Godbolt, 37, is charged with four counts of capital murder, four counts of first-degree murder, attempted murder and kidnapping charges in connection with the May 27 and 28, 2017, killings of eight people from Bogue Chitto to Brookhaven. He was arrested early on May 28, 2017, and has been held in the Copiah County Jail ever since, making several short appearances in court for status hearings.
Adams questioned defense attorney Allison Steiner, who is with the capital defense counsel division of the state public defender’s office, about sharing the results of the evaluation. Prosecutors are concerned they may need to have Godbolt evaluated by a doctor as well, “as not to force us to have to ask for a continuance,” he said. “If they have things they need to turn over to us they need to turn it over in a timely manner.That way we can prepare for trial, as well.”
Strong pointed out that the state had filed a motion earlier for Godbolt to undergo a psychological exam and Steiner objected to it.

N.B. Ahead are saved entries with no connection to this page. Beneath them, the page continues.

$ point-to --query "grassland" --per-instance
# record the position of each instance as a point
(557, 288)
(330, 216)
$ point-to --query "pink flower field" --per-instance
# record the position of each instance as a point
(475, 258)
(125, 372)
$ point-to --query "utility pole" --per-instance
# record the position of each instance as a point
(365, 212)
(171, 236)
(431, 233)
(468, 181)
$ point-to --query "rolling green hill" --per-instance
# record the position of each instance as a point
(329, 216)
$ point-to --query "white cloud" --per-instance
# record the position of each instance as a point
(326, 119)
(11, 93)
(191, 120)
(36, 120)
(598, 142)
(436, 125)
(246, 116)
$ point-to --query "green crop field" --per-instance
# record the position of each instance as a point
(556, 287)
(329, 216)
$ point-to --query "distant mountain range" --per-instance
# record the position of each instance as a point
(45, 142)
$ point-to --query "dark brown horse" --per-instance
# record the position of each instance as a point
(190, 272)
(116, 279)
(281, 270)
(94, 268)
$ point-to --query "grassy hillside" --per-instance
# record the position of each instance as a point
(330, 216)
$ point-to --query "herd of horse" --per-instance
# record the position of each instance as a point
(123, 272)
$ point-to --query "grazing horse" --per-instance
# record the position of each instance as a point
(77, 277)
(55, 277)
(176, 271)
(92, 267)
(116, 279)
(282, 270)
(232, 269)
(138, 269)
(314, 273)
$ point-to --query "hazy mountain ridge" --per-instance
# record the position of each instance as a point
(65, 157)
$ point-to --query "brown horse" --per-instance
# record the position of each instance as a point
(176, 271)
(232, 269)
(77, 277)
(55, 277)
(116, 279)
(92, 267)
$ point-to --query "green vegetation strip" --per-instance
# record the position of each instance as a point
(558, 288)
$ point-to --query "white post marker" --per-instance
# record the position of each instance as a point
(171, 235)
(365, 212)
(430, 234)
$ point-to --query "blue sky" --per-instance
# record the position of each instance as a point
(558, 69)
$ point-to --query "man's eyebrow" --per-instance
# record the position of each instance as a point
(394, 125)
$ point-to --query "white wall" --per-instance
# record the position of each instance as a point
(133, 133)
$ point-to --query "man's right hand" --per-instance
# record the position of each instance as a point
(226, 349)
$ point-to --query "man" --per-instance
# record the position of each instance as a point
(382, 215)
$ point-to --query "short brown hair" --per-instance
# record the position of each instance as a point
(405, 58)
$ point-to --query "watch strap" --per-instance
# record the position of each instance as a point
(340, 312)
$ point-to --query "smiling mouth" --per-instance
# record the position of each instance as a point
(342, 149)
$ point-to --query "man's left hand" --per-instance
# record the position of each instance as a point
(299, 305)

“You’re not telling me as we sit here that there’s any issue of competence are you?” Strong asked.
She said she did not anticipate an insanity defense for her client.
The prosecution did not make any motions to discuss at the status hearing, which Godbolt attended. Several members of the victims’ families sat in the audience and watched in silence.
The state and defense both made suggestions for the number of jury summonses they would like to see mailed to DeSoto County registered voters. A jury from DeSoto County will hear the case against Godbolt at a trial that will be held in Pike County at the courthouse in Magnolia.
Adams spoke with the DA’s office in DeSoto County and was told their rate of return is 40 to 45 percent of potential jurors who will show up for trial. He suggested 750 summonses be mailed considering the publicity of the case and the inconvenience to the jurors who will be relocated away from home for several weeks.
“We’d rather have too many than not enough,” he said.
Steiner suggested less than half of that.
Strong said he discussed with the circuit judge in DeSoto County the size of a pool needed to find 12 jurors and three alternates rather than the usual two.
“I’ll come up with a number. I don’t think it’s going to be 750, but I don’t think it’s 200 or 300 either. Probably 500,” Strong said. “Obviously we’re going to have issues with them not wanting to be away from their families for three weeks. And while they may have heard something about the facts of this case due to the fact that it made national news in some regard I don’t think you’re going to have any issues with people having made their minds up.”
Steiner took advantage of the status hearing to reiterate to the court she does not think the defense team will be adequately prepared for the Feb. 10 trial date. She filed a motion to reset the date Sept. 29, which Strong denied.
The next status hearing is set for Jan 16 at 9 a.m. at the Pike County Courthouse in Magnolia.